Department of Agricultural Biotechnology, Seoul National University, Seoul, 08826, Republic of Korea.
Bio-MAX Institute, Seoul National University, Seoul, 08826, Republic of Korea.
BMC Bioinformatics. 2022 Jun 7;23(1):218. doi: 10.1186/s12859-022-04752-5.
Due to their diverse bioactivity, natural product (NP)s have been developed as commercial products in the pharmaceutical, food and cosmetic sectors as natural compound (NC)s and in the form of extracts. Following administration, NCs typically interact with multiple target proteins to elicit their effects. Various machine learning models have been developed to predict multi-target modulating NCs with desired physiological effects. However, due to deficiencies with existing chemical-protein interaction datasets, which are mostly single-labeled and limited, the existing models struggle to predict new chemical-protein interactions. New techniques are needed to overcome these limitations.
We propose a novel NC discovery model called OptNCMiner that offers various advantages. The model is trained via end-to-end learning with a feature extraction step implemented, and it predicts multi-target modulating NCs through multi-label learning. In addition, it offers a few-shot learning approach to predict NC-protein interactions using a small training dataset. OptNCMiner achieved better prediction performance in terms of recall than conventional classification models. It was tested for the prediction of NC-protein interactions using small datasets and for a use case scenario to identify multi-target modulating NCs for type 2 diabetes mellitus complications.
OptNCMiner identifies NCs that modulate multiple target proteins, which facilitates the discovery and the understanding of biological activity of novel NCs with desirable health benefits.

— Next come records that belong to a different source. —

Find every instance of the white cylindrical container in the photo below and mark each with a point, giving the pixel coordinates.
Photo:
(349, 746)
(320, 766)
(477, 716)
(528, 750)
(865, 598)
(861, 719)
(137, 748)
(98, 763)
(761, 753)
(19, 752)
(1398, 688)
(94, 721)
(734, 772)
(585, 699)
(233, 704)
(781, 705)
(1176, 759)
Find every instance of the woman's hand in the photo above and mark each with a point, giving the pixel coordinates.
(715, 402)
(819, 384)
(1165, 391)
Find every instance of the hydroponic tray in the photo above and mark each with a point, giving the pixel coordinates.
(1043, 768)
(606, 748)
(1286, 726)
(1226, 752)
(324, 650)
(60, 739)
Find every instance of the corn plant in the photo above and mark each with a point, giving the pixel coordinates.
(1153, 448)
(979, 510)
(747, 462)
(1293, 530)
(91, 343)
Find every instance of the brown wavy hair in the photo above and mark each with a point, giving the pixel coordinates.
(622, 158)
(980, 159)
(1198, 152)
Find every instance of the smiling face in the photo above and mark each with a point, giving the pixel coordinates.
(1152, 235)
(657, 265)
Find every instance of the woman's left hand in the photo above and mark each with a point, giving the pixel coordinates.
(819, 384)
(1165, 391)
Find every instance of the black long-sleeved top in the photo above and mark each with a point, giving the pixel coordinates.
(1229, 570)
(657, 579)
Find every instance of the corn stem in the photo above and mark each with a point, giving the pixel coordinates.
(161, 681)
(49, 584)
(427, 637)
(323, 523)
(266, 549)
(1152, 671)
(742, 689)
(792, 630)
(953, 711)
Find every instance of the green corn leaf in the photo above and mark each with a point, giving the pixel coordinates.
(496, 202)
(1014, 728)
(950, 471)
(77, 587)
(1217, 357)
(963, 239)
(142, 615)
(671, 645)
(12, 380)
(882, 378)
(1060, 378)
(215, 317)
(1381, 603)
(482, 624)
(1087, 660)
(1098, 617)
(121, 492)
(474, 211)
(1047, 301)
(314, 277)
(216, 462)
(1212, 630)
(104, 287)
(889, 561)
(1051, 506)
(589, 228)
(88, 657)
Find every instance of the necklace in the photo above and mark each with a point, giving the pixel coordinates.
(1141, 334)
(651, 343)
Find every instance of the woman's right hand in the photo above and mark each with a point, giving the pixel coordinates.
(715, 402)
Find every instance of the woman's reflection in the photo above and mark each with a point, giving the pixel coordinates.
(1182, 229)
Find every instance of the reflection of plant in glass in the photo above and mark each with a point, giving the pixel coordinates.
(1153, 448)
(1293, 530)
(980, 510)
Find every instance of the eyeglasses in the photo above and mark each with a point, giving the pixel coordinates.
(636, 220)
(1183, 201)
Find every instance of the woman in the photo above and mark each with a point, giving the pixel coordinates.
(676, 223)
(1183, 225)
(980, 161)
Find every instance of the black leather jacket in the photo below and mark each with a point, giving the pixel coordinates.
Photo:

由于具有多样的生物活性,天然产物(NP)已被开发为药物、食品和化妆品领域的天然化合物(NC)和提取物形式的商业产品。给药后,NC 通常与多种靶蛋白相互作用以发挥其作用。已经开发了各种机器学习模型来预测具有所需生理作用的多靶调制 NC。然而,由于现有的化学-蛋白质相互作用数据集存在缺陷,这些数据集大多是单一标记的且有限,现有的模型难以预测新的化学-蛋白质相互作用。需要新技术来克服这些限制。
我们提出了一种名为 OptNCMiner 的新型 NC 发现模型,该模型具有多种优势。该模型通过端到端学习进行训练,并通过多标签学习预测多靶调制 NC。此外,它还提供了一种使用小训练数据集进行预测的少样本学习方法。OptNCMiner 在召回率方面的预测性能优于传统分类模型。它已被用于使用小数据集预测 NC-蛋白质相互作用的测试,并用于识别 2 型糖尿病并发症的多靶调制 NC 的用例场景。
OptNCMiner 识别出调节多种靶蛋白的 NC,这有助于发现和理解具有理想健康益处的新型 NC 的生物活性。